The response from the service must be in the form of JSON:

{ "text": "who is pat gelsinger" }

If the value of the text key is “who is pat gelsinger”, then we consider the service to be successfully launched.

3.2.3. Checking speecht5-service

Сhecking the response from the service

curl http://${host_ip}:${SPEECHT5_SERVER_PORT}/v1/audio/speech -XPOST -d '{"input": "Who are you?"}' -H 'Content-Type: application/json' --output speech.mp3

The result of the request is a speech.mp3 file.

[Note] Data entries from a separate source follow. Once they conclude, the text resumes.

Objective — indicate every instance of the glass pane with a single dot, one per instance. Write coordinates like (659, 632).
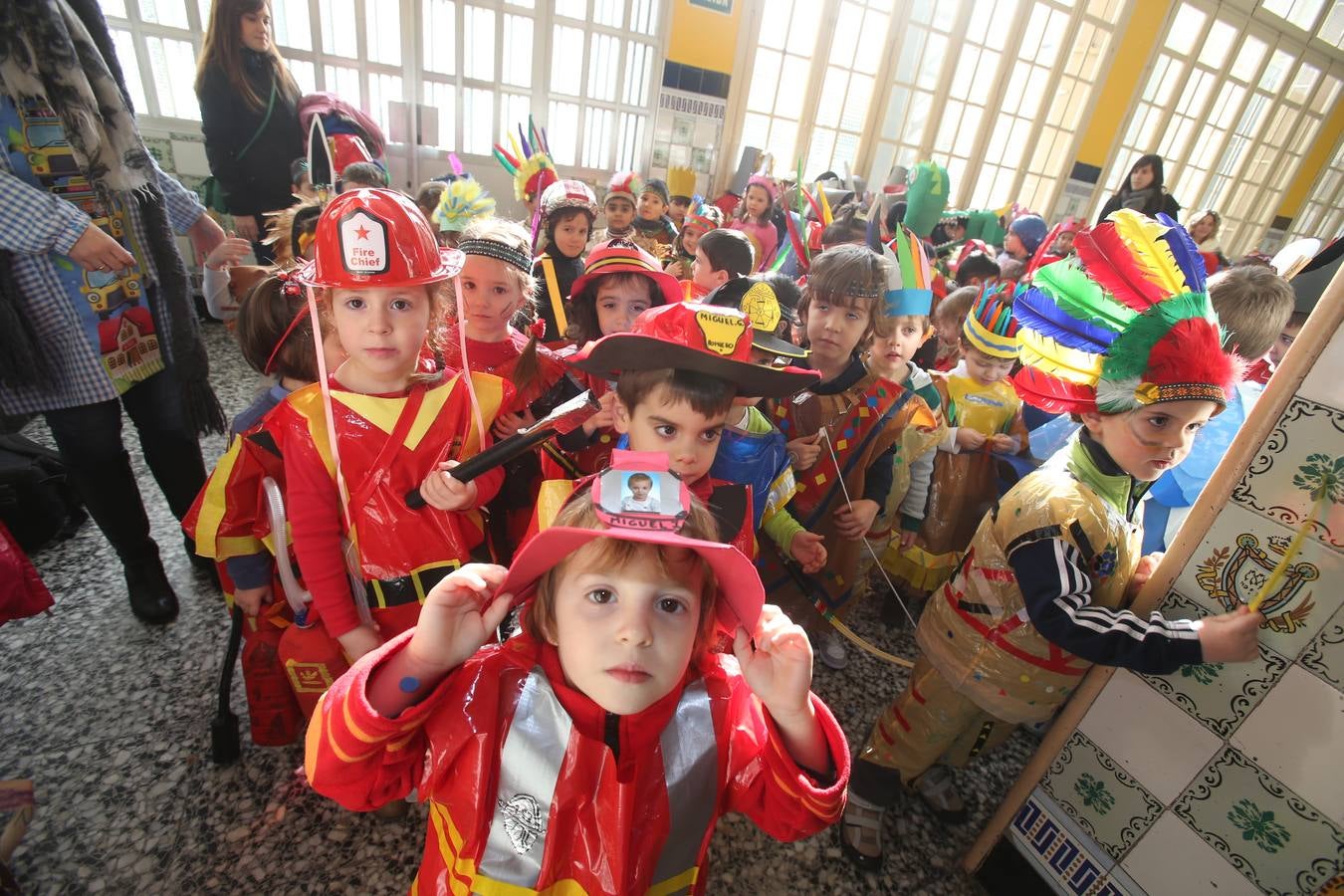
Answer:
(477, 43)
(644, 16)
(1186, 29)
(165, 12)
(337, 37)
(603, 65)
(561, 131)
(477, 121)
(1218, 43)
(130, 69)
(566, 77)
(518, 61)
(609, 12)
(306, 74)
(1247, 61)
(168, 58)
(382, 91)
(383, 33)
(342, 82)
(444, 99)
(293, 27)
(440, 46)
(638, 68)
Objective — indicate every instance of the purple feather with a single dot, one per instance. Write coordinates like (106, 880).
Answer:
(1037, 312)
(1186, 253)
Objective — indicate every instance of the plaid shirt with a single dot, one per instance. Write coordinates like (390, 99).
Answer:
(38, 227)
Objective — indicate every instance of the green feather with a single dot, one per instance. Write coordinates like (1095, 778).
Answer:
(1128, 354)
(1079, 296)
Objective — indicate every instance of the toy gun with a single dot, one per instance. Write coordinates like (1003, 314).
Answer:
(563, 419)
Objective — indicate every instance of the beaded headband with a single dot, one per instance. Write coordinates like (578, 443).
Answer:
(514, 256)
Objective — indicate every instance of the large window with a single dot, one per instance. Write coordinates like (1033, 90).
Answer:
(1232, 105)
(584, 69)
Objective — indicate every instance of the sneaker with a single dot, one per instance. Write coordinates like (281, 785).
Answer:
(860, 833)
(832, 650)
(938, 792)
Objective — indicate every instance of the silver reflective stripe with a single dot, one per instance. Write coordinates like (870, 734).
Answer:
(691, 770)
(530, 769)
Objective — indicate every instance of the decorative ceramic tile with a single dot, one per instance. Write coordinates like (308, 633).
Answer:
(1171, 860)
(1059, 853)
(1296, 735)
(1324, 657)
(1300, 466)
(1099, 795)
(1238, 558)
(1122, 723)
(1324, 383)
(1277, 840)
(1220, 695)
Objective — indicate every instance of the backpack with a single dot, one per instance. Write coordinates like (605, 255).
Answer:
(37, 501)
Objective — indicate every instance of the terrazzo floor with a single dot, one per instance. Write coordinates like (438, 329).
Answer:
(111, 719)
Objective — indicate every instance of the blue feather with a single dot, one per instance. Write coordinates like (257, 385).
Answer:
(1037, 312)
(1186, 253)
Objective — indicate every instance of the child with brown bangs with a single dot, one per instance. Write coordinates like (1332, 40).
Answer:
(629, 712)
(378, 429)
(844, 431)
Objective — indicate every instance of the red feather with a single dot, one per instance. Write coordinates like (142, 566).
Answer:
(1052, 394)
(1110, 264)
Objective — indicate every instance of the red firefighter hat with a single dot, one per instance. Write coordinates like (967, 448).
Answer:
(709, 338)
(376, 238)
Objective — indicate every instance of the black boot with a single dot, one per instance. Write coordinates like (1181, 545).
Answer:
(152, 598)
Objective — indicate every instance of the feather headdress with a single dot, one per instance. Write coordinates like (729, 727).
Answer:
(1125, 324)
(530, 162)
(461, 203)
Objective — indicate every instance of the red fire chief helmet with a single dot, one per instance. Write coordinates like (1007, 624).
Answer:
(376, 238)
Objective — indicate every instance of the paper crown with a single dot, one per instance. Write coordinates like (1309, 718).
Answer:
(461, 203)
(991, 326)
(909, 280)
(656, 519)
(624, 183)
(682, 183)
(530, 162)
(1125, 324)
(926, 195)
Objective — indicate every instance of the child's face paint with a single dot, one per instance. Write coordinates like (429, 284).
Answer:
(382, 331)
(492, 297)
(833, 331)
(620, 212)
(986, 368)
(1152, 439)
(625, 637)
(671, 426)
(620, 303)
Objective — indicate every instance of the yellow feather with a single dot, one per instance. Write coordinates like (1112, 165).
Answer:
(1048, 356)
(1152, 256)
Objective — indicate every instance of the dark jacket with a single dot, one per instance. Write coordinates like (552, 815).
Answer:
(1168, 206)
(260, 180)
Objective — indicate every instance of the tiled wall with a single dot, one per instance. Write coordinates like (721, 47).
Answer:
(1225, 778)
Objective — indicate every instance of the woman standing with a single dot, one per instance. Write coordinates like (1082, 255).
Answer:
(1143, 191)
(249, 112)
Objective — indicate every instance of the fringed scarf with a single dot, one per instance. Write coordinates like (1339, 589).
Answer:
(58, 51)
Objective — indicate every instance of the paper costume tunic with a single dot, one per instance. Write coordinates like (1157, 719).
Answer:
(533, 787)
(965, 484)
(387, 446)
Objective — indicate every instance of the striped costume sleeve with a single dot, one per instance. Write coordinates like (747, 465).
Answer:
(1056, 588)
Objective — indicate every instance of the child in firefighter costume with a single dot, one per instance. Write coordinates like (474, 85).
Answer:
(359, 441)
(637, 737)
(984, 418)
(1125, 337)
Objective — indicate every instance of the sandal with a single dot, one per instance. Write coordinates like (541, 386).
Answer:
(860, 833)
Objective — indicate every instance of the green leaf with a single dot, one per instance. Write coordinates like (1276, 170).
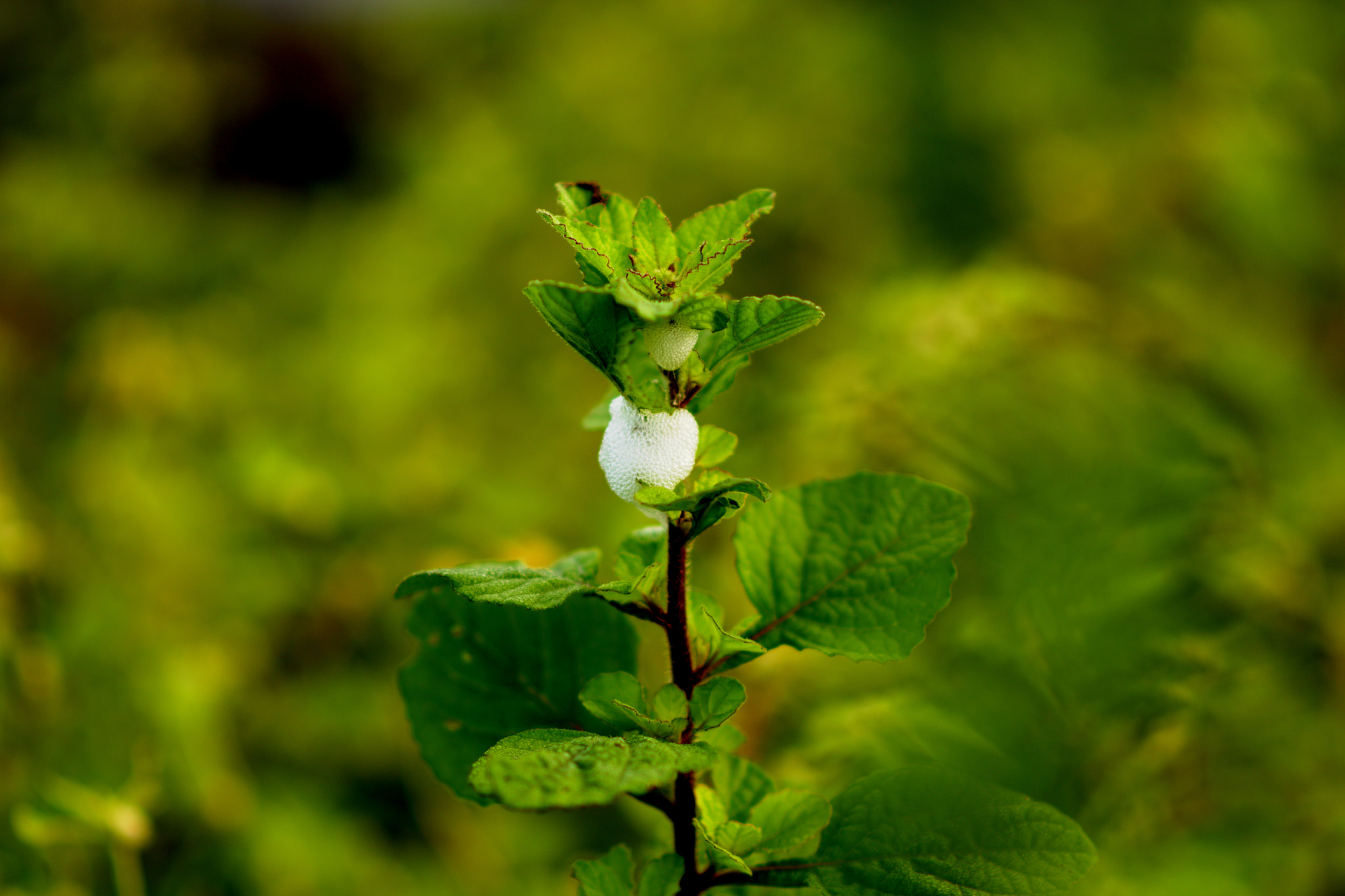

If you hear the phrase “Who are you?” while listening to the file, the service is considered successfully launched

3.2.4. Checking audioqna-backend-server

Сhecking the response from the service

curl http://${host_ip}:${BACKEND_SERVICE_PORT}/v1/audioqna \
  -X POST \
  -d '{"audio": "UklGRigAAABXQVZFZm10IBIAAAABAAEARKwAAIhYAQACABAAAABkYXRhAgAAAAEA", "max_tokens":64, "voice":"default"}' \
  -H 'Content-Type: application/json' | sed 's/^"//;s/"$//' | base64 -d > output.wav

The result of the request is the output.wav file. If, when listening to it, you hear the answer that it is an assistant and a request for a new question, then the service is considered started.